The Swedish-born patients appreciated some aspects of the walk-in centre. For example, they found that the walk-in centre was accessible and provided professional care for minor health problems. Past experience may determine how the patients viewed the walk-in centre and the quality of care provided. Many suggestions were made to improve the service. The proposals included reducing the spread of infection by providing the possibility to wait outdoors and recommending that patients not bring their relatives to the walk-in centre if possible. In addition, some suggested that some form of triage should be used that prioritises children as well as more difficult cases. However, because the informant group was very homogeneous (i.e., mainly retired women), many questions about accessibility need to be addressed.

Acknowledgements

The authors thank all the participants as their contributions made this study possible.
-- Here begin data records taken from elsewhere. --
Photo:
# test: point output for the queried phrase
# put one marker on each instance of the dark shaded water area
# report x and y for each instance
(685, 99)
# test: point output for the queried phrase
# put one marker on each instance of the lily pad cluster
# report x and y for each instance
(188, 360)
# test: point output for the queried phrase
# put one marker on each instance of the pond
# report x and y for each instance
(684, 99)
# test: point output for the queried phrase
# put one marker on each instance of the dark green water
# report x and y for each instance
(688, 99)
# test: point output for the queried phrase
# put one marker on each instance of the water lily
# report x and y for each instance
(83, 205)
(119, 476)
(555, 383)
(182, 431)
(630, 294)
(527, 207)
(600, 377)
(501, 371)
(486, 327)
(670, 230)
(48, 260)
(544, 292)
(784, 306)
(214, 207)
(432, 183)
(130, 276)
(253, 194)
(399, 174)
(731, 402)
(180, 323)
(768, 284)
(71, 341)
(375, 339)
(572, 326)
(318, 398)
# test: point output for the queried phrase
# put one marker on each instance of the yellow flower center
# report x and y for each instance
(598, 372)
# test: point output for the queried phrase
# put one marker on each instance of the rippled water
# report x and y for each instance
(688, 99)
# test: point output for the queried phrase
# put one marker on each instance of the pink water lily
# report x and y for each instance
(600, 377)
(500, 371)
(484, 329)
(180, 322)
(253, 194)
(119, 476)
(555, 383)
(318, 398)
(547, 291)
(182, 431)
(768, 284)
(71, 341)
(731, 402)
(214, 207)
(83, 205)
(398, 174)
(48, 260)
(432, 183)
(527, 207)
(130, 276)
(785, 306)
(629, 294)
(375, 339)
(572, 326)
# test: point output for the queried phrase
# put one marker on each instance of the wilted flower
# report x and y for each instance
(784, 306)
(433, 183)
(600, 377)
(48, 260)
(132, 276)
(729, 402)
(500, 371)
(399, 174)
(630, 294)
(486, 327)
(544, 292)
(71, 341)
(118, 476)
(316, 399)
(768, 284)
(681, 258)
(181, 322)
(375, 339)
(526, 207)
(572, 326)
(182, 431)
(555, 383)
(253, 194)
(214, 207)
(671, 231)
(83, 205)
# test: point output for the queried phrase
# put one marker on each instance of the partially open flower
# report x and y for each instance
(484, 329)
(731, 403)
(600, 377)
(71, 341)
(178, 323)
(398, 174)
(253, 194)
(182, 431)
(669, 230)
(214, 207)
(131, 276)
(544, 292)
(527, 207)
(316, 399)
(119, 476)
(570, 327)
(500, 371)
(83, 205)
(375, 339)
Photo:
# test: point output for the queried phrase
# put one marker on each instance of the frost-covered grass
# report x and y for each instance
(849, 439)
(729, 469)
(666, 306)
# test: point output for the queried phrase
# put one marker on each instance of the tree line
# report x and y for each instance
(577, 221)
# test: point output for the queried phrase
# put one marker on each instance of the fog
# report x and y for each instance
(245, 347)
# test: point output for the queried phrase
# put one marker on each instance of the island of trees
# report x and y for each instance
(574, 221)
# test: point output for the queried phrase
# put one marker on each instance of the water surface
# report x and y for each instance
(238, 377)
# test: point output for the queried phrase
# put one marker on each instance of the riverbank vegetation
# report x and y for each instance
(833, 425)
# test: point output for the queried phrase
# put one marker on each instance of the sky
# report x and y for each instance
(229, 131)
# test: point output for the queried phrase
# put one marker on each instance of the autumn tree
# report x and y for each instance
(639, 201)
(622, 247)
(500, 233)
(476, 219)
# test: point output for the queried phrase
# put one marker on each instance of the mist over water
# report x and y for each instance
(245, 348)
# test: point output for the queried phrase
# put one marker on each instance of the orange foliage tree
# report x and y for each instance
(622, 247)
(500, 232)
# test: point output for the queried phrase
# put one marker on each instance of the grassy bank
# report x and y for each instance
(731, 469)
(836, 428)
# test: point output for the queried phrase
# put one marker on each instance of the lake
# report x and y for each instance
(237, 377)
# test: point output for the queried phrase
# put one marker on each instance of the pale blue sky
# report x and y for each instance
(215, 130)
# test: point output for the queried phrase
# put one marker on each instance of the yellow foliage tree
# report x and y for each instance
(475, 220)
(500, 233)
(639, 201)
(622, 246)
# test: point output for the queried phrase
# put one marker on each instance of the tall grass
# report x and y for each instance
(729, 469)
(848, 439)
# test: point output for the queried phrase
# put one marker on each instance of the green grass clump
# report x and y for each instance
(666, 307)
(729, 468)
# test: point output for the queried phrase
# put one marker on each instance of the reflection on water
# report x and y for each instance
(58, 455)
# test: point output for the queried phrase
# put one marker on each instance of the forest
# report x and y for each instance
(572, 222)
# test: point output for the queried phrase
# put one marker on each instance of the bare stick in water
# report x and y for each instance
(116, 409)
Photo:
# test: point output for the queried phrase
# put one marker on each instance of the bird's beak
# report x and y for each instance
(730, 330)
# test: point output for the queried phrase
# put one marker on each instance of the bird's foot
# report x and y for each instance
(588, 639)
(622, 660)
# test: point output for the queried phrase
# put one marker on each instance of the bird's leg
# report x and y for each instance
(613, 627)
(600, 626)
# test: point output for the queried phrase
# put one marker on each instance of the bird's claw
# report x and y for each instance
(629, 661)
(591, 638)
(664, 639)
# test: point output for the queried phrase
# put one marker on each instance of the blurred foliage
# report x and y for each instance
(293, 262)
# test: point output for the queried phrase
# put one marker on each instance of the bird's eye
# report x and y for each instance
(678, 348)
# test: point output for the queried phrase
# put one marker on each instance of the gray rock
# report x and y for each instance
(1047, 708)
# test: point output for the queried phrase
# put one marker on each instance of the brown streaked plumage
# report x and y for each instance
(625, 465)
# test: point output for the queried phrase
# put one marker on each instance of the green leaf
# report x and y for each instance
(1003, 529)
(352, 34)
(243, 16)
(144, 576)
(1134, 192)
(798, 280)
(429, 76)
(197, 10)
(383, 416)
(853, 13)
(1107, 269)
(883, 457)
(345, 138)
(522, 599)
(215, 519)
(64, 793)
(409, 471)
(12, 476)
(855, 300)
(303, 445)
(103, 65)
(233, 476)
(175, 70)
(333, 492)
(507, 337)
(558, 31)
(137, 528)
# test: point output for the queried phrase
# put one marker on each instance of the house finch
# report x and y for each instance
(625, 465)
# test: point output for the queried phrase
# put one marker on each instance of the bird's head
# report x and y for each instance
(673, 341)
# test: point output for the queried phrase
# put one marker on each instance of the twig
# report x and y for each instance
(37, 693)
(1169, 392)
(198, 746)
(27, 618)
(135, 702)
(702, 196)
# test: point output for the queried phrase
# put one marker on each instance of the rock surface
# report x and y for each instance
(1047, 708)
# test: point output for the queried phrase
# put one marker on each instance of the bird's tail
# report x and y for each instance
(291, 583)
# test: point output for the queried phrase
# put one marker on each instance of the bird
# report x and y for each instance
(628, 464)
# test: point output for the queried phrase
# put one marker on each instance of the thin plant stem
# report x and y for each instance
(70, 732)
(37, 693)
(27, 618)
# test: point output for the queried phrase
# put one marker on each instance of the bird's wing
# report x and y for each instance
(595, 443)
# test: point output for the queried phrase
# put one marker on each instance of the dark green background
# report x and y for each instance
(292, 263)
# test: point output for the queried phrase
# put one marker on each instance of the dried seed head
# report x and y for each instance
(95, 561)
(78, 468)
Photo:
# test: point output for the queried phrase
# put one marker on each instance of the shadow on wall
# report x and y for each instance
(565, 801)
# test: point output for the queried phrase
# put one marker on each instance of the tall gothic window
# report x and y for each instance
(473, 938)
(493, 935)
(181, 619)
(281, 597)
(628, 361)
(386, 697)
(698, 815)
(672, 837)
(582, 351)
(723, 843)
This work was supported by grants from the Swedish Research Council (Dnr 521-2013-2533).

Financial support

This study was supported by grants from Vetenskapsrådet (the Swedish Research Council), reference number: 521-2013-2533.

Conflicts of interest

None.

Disclosure statements

The authors have confirmed that all authors meet the ICMJE criteria for authorship credit (www.icmje.org): (1) substantial contributions to conception and design of or acquisition of data or analysis and interpretation of data; (2) drafting the article or revising it critically for important intellectual content; and (3) final approval of the version to be published.

Authors’ contribution

The study was designed by all authors. Data were collected by RW, analysed by RW and EH, and checked by KH. All authors drafted the manuscript. All authors interpreted the results, reviewed and commented on multiple versions of the manuscript, and approved the final version.